Interestingly, the P3P RANSAC baseline outperforms AS and CSL in several instances. This is likely due to differing feature matching strategies and different numbers of RANSAC iterations. Active Search uses a very strict ratio test, which causes problems in challenging scenes. CSL was evaluated on CMU Seasons by keeping all detected features (no ratio test), resulting in several thousand matches per image. CSL may have yielded better results with a ratio test.

In addition, we also compare our approach to two methods based on P3P RANSAC. The first is PROSAC [13], a RANSAC variant that uses a deterministic sampling strategy, where correspondences deemed more likely to be correct are given higher priority during sampling. In our experiments, the quality measure used was the Euclidean distance between the descriptors of the observed 2D point and the corresponding matched 3D point.

The second RANSAC variant employs a very simple single-match semantic outlier rejection strategy: all 2D-3D matches for which the semantic labels of the 2D feature and 3D point do not match are discarded before pose estimation.

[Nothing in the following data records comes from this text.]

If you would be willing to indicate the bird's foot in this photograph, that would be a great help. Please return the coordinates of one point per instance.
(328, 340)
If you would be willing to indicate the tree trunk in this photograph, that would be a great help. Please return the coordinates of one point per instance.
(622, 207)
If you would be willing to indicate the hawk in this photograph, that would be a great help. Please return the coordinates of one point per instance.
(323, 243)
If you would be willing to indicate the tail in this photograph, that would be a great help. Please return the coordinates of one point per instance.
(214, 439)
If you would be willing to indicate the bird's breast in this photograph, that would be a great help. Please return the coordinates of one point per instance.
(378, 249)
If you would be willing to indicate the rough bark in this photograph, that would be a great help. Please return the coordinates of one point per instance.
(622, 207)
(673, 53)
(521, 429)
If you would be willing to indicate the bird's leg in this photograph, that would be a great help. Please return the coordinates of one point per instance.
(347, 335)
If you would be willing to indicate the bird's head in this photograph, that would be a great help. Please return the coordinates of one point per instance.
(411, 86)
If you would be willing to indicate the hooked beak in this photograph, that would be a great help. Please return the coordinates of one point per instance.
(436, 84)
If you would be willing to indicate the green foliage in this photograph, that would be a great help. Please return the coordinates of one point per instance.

As can be seen in Tables 3 and 4, all three methods perform similarly well on the relatively easy daytime queries of the RobotCar Seasons dataset. However, our approach significantly outperforms the other two methods under all other conditions. This clearly validates our idea of semantic consistency scoring.

5 Conclusion

In this paper, we have presented a method for soft outlier filtering by using the semantic content of a query image. Our method ranks the 2D-3D matches found by feature-based localization pipelines depending on how well they agree with the scene semantics. Provided that the gravity direction and camera height are (roughly) known, the camera is constrained to lie on a circle for a given match. Traversing this circle and projecting the semantically labelled scene geometry into the query image, we calculate a semantic consistency score for this match based on the fit between the projected and observed semantic labels. The scores are then used to bias sampling during RANSAC-based pose estimation.

Experiments on two challenging benchmarks for long-term visual localization show that our approach outperforms state-of-the-art methods. This validates our idea of using scene semantics to distinguish correct and wrong matches and shows the usefulness of semantic information in the context of visual localization.